I don't play games much anymore, but I still have affection for them. I have
watched the gamergate thing unfold and began to feel things I hadn't felt in a
long time. It took me a little while but I finally remembered. It felt like
back when being a "nerd" wasn't cool, and your peers treated you like human
garbage for loving science fiction or typing code from a book into a Commodore
64.

I don't think a god damn thing has changed about people hating nerds, except
nowadays you pretend you're tolerant and enlightened so you have to construct
a moral failing that the nerd is guilty of even if they didn't personally do
anything to you. Then they're fair game for name-calling and personal abuse.
Basement-dweller neckbeard dateless permavirgin fedoralord.

------
kstenerud
What I'm seeing is a group of traditionally marginalised people being suddenly
thrust into positions of power. And lo and behold, their behaviour is more
mainstream than they're willing to admit.

And therein lies the problem. Nerd culture holds fiercely to the differences
between them and the "mainstream". But what does one do when ones culture
becomes the mainstream? Suddenly, caustic behaviour and bullying are no longer
the eccentric responses of an oppressed people, but instead are the humdrum
machinations of your average asshole.

This is not nerd culture; it's HUMAN culture, and must be dealt with as such.
You don't treat those who lack empathy with kid gloves.

------
daveloyall
I agree with @mindcrime that the spirit of this is right and the details have
probably been implemented by an amateur.

I read an article on this topic recently which said something about people who
grok what a meme is.

Let's say that you are in that club and also agree with the author in spirit.

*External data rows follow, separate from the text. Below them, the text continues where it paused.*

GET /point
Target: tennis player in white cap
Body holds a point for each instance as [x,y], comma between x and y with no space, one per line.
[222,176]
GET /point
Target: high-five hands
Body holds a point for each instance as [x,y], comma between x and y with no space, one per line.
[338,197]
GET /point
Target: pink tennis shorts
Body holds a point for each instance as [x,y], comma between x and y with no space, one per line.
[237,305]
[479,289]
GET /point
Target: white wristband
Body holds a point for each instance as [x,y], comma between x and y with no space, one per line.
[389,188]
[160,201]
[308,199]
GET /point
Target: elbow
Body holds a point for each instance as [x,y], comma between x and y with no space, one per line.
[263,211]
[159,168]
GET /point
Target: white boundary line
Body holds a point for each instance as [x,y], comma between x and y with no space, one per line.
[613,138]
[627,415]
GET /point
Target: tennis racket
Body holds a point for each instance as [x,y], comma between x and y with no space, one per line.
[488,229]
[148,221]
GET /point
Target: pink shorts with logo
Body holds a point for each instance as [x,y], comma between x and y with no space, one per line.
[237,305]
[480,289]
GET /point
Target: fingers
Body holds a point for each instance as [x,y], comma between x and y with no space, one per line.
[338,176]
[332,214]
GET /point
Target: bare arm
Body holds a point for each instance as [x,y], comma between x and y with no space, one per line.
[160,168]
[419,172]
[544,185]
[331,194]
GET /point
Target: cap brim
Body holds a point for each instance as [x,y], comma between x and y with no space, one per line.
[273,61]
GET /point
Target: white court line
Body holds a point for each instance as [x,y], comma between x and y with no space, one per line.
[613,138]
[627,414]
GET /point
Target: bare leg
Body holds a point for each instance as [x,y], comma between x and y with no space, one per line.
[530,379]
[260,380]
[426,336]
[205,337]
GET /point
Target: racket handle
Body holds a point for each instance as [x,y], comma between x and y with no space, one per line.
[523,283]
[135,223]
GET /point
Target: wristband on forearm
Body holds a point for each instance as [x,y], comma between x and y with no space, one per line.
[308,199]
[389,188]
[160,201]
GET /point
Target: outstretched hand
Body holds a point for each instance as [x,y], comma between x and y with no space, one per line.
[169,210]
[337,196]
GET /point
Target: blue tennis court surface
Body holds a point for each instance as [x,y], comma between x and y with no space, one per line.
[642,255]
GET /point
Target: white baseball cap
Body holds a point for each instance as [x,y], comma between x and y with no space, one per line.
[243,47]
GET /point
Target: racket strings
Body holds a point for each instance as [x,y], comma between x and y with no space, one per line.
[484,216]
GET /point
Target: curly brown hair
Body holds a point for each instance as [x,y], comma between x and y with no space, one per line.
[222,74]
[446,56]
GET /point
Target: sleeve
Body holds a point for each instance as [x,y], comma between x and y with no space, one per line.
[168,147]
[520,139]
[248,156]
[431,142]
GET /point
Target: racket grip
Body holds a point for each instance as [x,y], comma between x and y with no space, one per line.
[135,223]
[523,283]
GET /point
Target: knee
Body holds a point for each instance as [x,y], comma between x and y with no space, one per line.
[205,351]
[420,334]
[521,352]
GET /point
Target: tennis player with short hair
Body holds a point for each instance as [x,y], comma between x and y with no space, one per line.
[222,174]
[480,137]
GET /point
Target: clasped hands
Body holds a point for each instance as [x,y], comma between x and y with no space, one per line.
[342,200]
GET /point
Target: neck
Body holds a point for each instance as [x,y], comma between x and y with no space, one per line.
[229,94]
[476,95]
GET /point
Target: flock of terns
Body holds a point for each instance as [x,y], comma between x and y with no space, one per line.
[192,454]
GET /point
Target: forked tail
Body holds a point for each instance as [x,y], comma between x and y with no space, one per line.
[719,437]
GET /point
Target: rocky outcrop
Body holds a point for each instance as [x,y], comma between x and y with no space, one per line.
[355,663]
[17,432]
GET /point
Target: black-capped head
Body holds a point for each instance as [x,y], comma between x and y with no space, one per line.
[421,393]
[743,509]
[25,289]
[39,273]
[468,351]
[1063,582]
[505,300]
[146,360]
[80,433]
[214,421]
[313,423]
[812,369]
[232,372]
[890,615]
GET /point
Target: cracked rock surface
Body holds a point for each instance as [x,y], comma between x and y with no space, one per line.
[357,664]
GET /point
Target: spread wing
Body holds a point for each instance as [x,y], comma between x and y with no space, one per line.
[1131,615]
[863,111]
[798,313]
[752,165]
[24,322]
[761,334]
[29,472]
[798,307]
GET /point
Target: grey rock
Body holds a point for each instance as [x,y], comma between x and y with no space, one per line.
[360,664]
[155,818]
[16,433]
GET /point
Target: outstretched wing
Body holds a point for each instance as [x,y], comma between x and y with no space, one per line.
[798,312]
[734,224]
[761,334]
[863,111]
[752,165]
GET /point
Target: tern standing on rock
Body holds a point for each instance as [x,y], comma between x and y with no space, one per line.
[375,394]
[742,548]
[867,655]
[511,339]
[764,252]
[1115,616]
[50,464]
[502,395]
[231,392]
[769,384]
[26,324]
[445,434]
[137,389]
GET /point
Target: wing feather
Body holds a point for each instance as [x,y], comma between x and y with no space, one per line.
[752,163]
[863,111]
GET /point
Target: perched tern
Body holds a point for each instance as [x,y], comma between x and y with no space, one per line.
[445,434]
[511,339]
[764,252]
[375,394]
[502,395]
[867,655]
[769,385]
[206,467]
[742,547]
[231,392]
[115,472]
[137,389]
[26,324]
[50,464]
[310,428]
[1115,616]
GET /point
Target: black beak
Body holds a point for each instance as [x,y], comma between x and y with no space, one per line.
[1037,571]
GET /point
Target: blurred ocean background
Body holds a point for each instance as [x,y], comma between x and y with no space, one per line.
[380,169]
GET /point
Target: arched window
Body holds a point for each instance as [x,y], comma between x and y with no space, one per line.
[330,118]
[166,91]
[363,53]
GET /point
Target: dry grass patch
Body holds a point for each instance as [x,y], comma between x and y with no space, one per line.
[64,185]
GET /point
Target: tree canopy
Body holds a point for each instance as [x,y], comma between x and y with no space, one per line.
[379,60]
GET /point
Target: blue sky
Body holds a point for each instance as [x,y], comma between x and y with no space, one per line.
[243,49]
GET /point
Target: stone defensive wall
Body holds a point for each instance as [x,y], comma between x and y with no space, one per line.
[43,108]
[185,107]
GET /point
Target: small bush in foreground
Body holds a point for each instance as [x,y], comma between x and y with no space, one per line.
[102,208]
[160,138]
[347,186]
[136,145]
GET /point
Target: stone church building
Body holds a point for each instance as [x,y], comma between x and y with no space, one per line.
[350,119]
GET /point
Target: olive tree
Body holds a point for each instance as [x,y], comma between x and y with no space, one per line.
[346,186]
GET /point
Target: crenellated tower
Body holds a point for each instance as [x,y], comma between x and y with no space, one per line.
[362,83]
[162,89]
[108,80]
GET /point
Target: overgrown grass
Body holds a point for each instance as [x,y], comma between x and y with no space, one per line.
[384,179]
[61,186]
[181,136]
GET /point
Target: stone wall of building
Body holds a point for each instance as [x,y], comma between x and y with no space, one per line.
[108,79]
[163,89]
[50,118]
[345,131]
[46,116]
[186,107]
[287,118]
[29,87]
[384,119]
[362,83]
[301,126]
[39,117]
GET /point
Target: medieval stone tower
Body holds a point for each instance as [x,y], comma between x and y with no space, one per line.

Some trolls are paid to be disruptive because you-know-who doesn't want our
geek community to be _too_ unified. Oh, and the shills are sometimes armed
with big-data insights, too.

...Yes? Okay. :)

------
krigi
I had to stop reading half way through. Whenever this type of examination is
posted, it's usually that the author finally realizes he's an individual and
doesn't have to adhere to any culture at all.

------
mindcrime
I'm not sure I agree with all the amateur psychoanalysis stuff in this piece,
but I generally agree with the overall spirit. Hacker culture / geek culture /
whatever you want to call it, isn't always as welcoming and kind-spirited as
it could be, and I think that's sad. It's sad on very many levels too -
everytime a prospective Open Source contributor walks away because a group of
morons on IRC were acting like dickheads, or anytime a kid decides to study
finance instead of physics or computer science, everytime somebody (note:
Female OR Male OR Trans, whatever) is harassed and abused at a conference, it
makes the world a suckier place.

I wish we could get geek culture (and, to be honest, ALL human culture
eventually) to adhere to a simple "Be Excellent To Each Other" principle. It's
really not that hard to choose being kind over being a dick, or to choose to
treat other people with respect and dignity instead of being an asshole. So
why not just do it?